- Native name: 高野智史
- Born: October 27, 1993 (age 32)
- Hometown: Fujimi, Saitama

Career
- Achieved professional status: October 1, 2015 (aged 21)
- Badge number: 302
- Rank: 6-dan
- Teacher: Kazuki Kimura (9-dan)
- Tournaments won: 1
- Meijin class: C1
- Ryūō class: 3

Websites
- JSA profile page

= Satoshi Takano =

Japanese shogi player

Satoshi Takano (高野 智史, Takano Satoshi) is a Japanese professional shogi player ranked 6-dan.

==Early life and apprenticeship==
Takano was born in Fujimi, Saitama on October 27, 1993. He learned how to play shogi from his father when he was five years old.

At first, Takano only played shogi for fun, but over time became more and more serious about the game, including recording games between professionals as part of the NHK Cup TV Shogi Tournament for later study. He eventually grew bored playing against his elementary school classmates, and started attending a shogi school run by the local shogi association at a nearby community center where there were many strong players who were his age. When he was a fifth-grade elementary school student, he started attending a children's shogi school in Saitama City, where he met his future mentor shogi professional Kimura Kazuki for the first time, and was accepted into the Japan Shogi Association's apprentice school at the rank of 6-kyū as a student of Kimura when he was a junior high school eight-grade student in 2007.

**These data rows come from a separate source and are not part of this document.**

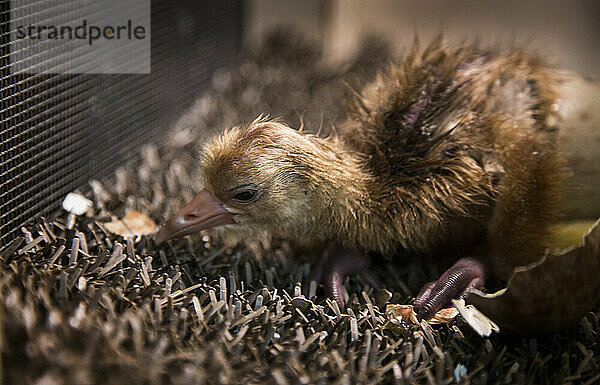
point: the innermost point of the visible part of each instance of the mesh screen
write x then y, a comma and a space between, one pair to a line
57, 131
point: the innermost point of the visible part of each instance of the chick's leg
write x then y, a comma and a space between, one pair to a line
455, 283
334, 266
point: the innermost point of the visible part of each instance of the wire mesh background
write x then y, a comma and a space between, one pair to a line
57, 131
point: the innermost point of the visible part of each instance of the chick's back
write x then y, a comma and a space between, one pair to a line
465, 139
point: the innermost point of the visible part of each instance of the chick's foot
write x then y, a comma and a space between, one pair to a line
335, 265
455, 283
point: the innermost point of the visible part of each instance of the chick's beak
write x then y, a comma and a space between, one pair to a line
203, 212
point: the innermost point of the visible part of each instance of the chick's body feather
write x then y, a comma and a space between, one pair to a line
450, 147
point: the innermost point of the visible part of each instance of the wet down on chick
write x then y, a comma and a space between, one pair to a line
450, 152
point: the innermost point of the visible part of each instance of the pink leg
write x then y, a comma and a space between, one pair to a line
335, 265
464, 275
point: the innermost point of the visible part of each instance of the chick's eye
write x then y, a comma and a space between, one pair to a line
245, 195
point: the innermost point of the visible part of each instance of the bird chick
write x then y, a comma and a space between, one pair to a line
448, 152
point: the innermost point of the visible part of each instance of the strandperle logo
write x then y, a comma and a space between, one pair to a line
80, 37
90, 33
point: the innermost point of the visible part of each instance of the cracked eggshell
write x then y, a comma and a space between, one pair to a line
550, 294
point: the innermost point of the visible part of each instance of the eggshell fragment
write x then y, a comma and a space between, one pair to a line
76, 204
549, 295
474, 318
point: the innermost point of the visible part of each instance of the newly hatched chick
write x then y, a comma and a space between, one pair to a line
449, 152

Takano was promoted to the rank of 3-dan in 2013, and finally obtained professional status and the rank of 4-dan on October 1, 2015, after finishing tied for first with Seiya Kondō in the 57th 3-dan League (April 2015 – September 2015) with a record of 13 wins and 5 losses.

==Shogi professional==
On October 28, 2019, Takano defeated Yasuhiro Masuda in Game 3 of the 50th Shinjin-Ō championship match to win the match 2 games to 1. Masuda had won the tournament the previous two years and was leading the match 1 game to none before Takano came back to win his first tournament as a professional.

===Promotion history===
The promotion history for Takano is as follows.
- 6-kyū: April 14, 2007
- 3-dan: October 2013
- 4-dan: October 1, 2015
- 5-dan: December 2, 2019
- 6-dan: October 1, 2021

===Titles and other championships===
Takano has yet to appear in a major title match, but he has won one non-major title shogi tournament.

==Personal life==
After graduating from senior high school, Takano decided to continue his studies at Chuo University even though he was also an apprentice shogi professional. He was a little anxious about trying to do both things at first, but felt being a university student helped him to broaden his knowledge and learn more about society. He took a break from his studies during his final season of 3-dan league play, but resumed them after becoming a shogi professional. Takano is the fourth shogi professional to attend the university and the third to graduate.